Comme j'étais moi-même étudiant à Brest, en histoire et en celtique, c'est à ce moment-là que j'ai fait la connaissance d'Elmar Ternes : ce n'est pas surprenant, car il y avait alors bien moins d'étudiants à Brest qu'aujourd'hui. Il raconte dans Le Télégramme d'aujourd'hui (édition de Brest) sa surprise de découvrir qu'il "n'y avait pas de bâtiment en dur, il n'y avait que des baraques" ! Je me souviens très bien de l'amphithéâtre en bois, où j'ai eu l'occasion faire venir le journaliste et écrivain Xavier Grall, entre autres, pour une conférence. Hasard de l'histoire ou non, ces baraques, avenue Foch, se trouvaient à l'emplacement exact de l'actuelle Faculté Victor Ségalen.
À Brest et dans les environs, tous ceux qui s'intéressaient alors peu ou prou au breton se connaissaient. C'est ainsi qu'Elmar Ternes a fait la connaissance d'Alan J. Raude qui, outre le fait de se passionner pour le breton et encore plus pour le vannetais, était germanophone. C'est lui qui l'a convaincu de se rendre à Groix, dont sa famille était originaire, pour les besoins de sa thèse.

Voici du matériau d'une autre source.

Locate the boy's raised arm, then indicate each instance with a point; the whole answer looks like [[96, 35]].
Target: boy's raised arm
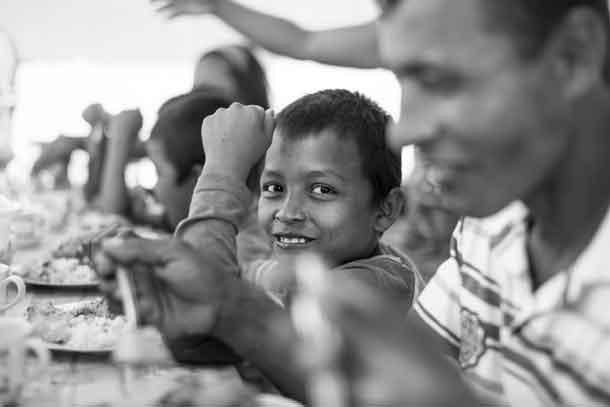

Sans cela, qui sait si quelqu'un d'autre aurait effectué une telle recherche sur le dialecte occidental du breton de l'île de Groix tant qu'on pouvait y repérer des locuteurs et des locutrices ayant la maîtrise de la langue ?
La dynamique du Centre de recherche bretonne et celtique
Cinquante-trois ans plus tard, Elmar Ternes est donc revenu à Brest, se promettant de visiter la ville pour se faire une idée des changements qui y sont intervenus depuis son premier séjour et… de prendre le téléphérique. Ronan Calvez l'a accueilli à la Faculté des lettres et lui a fait visiter les locaux du Centre de recherche bretonne et celtique, et plus particulièrement la bibliothèque.
Le professeur émérite de l'université de Hambourg a été tout à fait impressionné d'observer le développement de ce qui est aujourd'hui l'Université de Bretagne occidentale. Il a pu découvrir l'importance des fonds documentaires qui ont été rassemblés par le CRBC, qui va fêter l'an prochain son cinquantième anniversaire : une bibliothèque de 60 000 ouvrages et 2 000 périodiques anciens et vivants, accessible à tous, sans parler des archives sonores.
Alors qu'il n'y avait qu'un seul enseignant-chercheur en breton-celtique à Brest en 1965, Elmar Ternes a pu réaliser combien les recherches sur la matière bretonne et celtique, toutes disciplines confondues, ont progressé à Brest en un demi-siècle. Il a pu notamment échanger avec Daniel Le Bris, maître de conférences à l'UBO, qui contribue à l'atlas maritime des côtes de la Manche et de l'Atlantique. Il va sans dire que les enregistrements collectés par Elmar Ternes à l'île de Groix à la fin des années 1960 l'intéressent au plus haut point.